Que se passe-t-il en effet, actuellement, pour les étrangers qui viennent s’installer en France ? Ceux qui proviennent d’autres pays développés, et ceux qui, originaires du Tiers Monde, ont un bagage intellectuel et professionnel suffisant, trouvent sans trop de difficultés leur place dans la société et l’économie françaises. En revanche, les plus pauvres, comme ceux qui essayaient de franchir les clôtures de Ceuta et Melilla, s’adaptent difficilement. Pour qu’ils soient nos prochains, au sens de l’Evangile, il ne suffit pas que nos gouvernements autorisent leur entrée en grand nombre sur le territoire national : il faut mettre en œuvre des moyens considérables au service de leur intégration. Deux questions se posent : en sommes-nous capables ? Et est-ce la meilleure façon de mettre nos moyens, qui ne sont pas illimités, au service de nos frères économiquement moins avancés ?
La première question, sommes nous capables d’accueillir convenablement des flux d’immigrés du « sud » égaux ou supérieurs à ceux qui entrent actuellement en France, appelle malheureusement une réponse négative. De fait, nous n’avons pas été capables de faire ce qu’il aurait fallu : ces populations connaissent des taux de chômage trois fois supérieurs à la moyenne nationale, et des taux de délinquance à l’avenant, ce qui signifie un manque certain d’acculturation. De fait, nos préfectures ne parviennent pas à traiter les dossiers des demandeurs d’asile dans des délais décents. De fait, les services sociaux sont débordés. Alors, dans ces conditions, faut-il ouvrir encore plus grand les robinets d’entrée, ou faut-il commencer par améliorer nos dispositifs d’accueil, et faire les efforts requis pour l’intégration de ceux qui sont en déshérence sur notre territoire ? Gérard Lafay a estimé à 12 milliards d’euros les dépenses annuelles publiques supplémentaires qui seraient nécessaires pour s’occuper convenablement des immigrés et enfants d’immigrés [Communication au colloque « Immigration et intégration » organisé par l’Institut de géopolitique des populations, Paris le 17 novembre 2005.] et, à supposer que l’on puisse trouver cet argent, le problème ne serait pas résolu pour autant : il faudrait encore trouver, et probablement former, les personnes compétentes. Cela prendra du temps. L’entrée immédiate de nombreux immigrés du Tiers Monde se fera donc inévitablement dans de mauvaises conditions, et il n’est pas certain que les laisser venir plutôt que de s’occuper d’eux dans leur propre pays soit leur rendre service.

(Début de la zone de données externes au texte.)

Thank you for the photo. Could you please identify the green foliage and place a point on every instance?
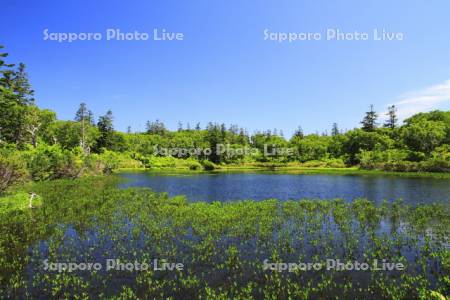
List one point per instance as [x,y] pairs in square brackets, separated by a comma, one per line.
[421,143]
[222,246]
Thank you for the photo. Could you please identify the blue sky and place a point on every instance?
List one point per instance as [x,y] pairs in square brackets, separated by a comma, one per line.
[224,70]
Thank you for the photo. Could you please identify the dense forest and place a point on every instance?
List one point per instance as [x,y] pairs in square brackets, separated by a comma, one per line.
[35,145]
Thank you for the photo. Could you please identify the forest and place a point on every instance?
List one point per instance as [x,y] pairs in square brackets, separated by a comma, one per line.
[35,145]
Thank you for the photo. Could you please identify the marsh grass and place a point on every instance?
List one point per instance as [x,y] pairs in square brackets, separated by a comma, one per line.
[222,245]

La deuxième question est celle du meilleur usage possible de nos moyens limités. Accueillir un immigrant en provenance du « sud », selon une estimation à laquelle je me suis livré, coûte actuellement en moyenne environ 7 000 euros par an aux finances publiques, et ce pendant des années, voire des décennies [Communication au m^me colloque ; ces textes seront publiés dans la revue de l’IGP.]. Pour ce prix, à combien de personnes pourrait-on mettre le pied à l’étrier dans leur propre pays ? Economiquement, on a le choix entre accueillir un africain de plus dans une « cité » ou doter un micro-projet de 7 000 euros par an pendant plus de dix ans : qu’est-ce qui sortira de la misère le plus grand nombre de personnes ? Comment un humaniste, et a fortiori un chrétien, pourrait-il se dispenser de réfléchir à cela ?
Deux à trois milliards d’hommes, de par le monde, sont très pauvres. Quelques dizaines de millions ont émigré en Occident, avec des résultats mitigés. Quelques dizaines de millions supplémentaires pourraient le faire, sans garantie que les résultats soient meilleurs. Et les autres ? Certes, l’Occident manque de spécialistes du développement ; certes, la corruption et le manque de compétence d’une partie des dirigeants du Tiers Monde ne facilitent pas les choses. Mais c’est bien sur place, chez eux, que se joue le sort de la majorité des pauvres, et c’est bien là que doit porter prioritairement notre effort.
Au lieu de protester contre les mesures qui pourraient être prises en vue de limiter l’immigration de personnes sans qualifications utiles en France, pourquoi ne pas proposer d’affecter au développement du Tiers Monde les sommes qui seront économisées si d’aventure ces mesures atteignent leur but ?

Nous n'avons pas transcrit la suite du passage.